S’il y a un lien privilégié entre gauche et démocratie, si nous ne sommes pas tous les rentiers rassasiés de luttes passées, dont les résultats seraient devenus, par miracle, consensuels, ce lien passe par le pari d’une politique qui anticipe et active, autour des questions d’intérêt collectif, la capacité de penser. De penser, pas de s’exprimer : la mauvaise caricature, le « JE suis à l’écoute », à laquelle nous avons eu affaire lors des dernières élections, suffit d’argument à cet égard.

Que la question puisse être « Se définir ou non comme anticapitaliste » peut avoir deux significations. Soit les politiques sont à ce point défini/e/s par les mots d’ordre triomphalistes associés à l’emprise nouvelle du capitalisme au cours des dernières décennies qu’ils/elles en sont venu/e/s à hésiter effectivement, à se demander s’il ne s’agirait pas d’une donne aussi indépassable que la force de pesanteur. Et, dans ce cas, la politesse m’interdit de les qualifier. Soit ces politiques savent ­ savent notamment que le capitalisme ne peut répondre au défi qui nous est imposé, quoiqu’il soit parfaitement capable de le constituer en nouvelle source de profit. Mais ils/elles craignent les ricanements des modernisateurs qui les traiteront d’idéologues irréalistes. Peut-être y a-t-il même l’espoir secret que, lorsque les choses s’aggraveront vraiment, les gens « comprendront ».
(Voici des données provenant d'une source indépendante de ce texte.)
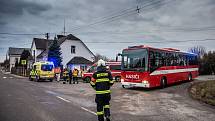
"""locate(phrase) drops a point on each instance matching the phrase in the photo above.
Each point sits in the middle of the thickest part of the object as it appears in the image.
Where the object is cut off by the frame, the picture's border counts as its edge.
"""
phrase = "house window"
(72, 49)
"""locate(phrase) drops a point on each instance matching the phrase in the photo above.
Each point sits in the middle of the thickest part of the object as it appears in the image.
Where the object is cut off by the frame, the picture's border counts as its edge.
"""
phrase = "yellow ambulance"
(43, 70)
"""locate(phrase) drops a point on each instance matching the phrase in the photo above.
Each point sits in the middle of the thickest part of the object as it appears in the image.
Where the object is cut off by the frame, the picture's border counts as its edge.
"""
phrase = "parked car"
(43, 70)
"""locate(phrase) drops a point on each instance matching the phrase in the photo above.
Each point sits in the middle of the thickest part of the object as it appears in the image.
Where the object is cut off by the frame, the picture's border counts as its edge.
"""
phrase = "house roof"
(16, 51)
(41, 43)
(72, 37)
(79, 60)
(41, 55)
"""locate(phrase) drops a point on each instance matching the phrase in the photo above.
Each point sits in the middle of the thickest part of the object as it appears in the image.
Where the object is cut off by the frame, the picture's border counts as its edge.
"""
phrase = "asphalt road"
(23, 100)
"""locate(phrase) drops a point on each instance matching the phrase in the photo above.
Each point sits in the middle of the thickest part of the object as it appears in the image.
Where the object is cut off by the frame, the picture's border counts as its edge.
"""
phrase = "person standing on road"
(57, 73)
(70, 76)
(75, 75)
(101, 82)
(65, 75)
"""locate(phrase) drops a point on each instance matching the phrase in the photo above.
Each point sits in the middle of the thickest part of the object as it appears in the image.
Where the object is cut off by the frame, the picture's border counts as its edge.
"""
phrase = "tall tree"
(54, 54)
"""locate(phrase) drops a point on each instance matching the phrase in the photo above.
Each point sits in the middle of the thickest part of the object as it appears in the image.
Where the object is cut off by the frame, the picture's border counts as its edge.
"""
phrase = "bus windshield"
(135, 60)
(47, 67)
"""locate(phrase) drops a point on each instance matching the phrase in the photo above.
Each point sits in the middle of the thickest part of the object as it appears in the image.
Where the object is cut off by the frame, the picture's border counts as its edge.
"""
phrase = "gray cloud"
(17, 7)
(160, 22)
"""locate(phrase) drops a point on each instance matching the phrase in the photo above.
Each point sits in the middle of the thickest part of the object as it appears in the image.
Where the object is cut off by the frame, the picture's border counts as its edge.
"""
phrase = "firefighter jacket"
(65, 73)
(33, 73)
(103, 81)
(75, 73)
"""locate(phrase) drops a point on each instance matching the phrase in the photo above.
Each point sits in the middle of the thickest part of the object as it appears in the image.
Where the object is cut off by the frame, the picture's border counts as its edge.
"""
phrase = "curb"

C’est à cet espoir-là qu’il s’agit de résister. La catastrophe appelle la mobilisation, la discipline, « serrons les dents, il faut bien… ». En l’occurrence, ce qu’il faudra bien est ce que les marxistes ont nommé « barbarie », et elle est déjà là lorsque l’Europe paye les pays africains pour faire la police de nos frontières.

Une gauche « authentique » doit trouver les mots pour dire ce que les gens « savent », mais que l’ordre institué leur demande d’ignorer, jusqu’à ce que puissent être présentées comme « incontournables » des solutions barbares. Elle a besoin de politiques qui ne se laissent pas infecter par le mépris, signature de la droite, envers une population à rassurer, qui sachent que l’avenir dépend de la capacité des gens à apprendre à se mêler de ce qui les concerne au plus haut degré. Cela ne se fait pas sans appétit : il ne suffit pas d’être « anti ».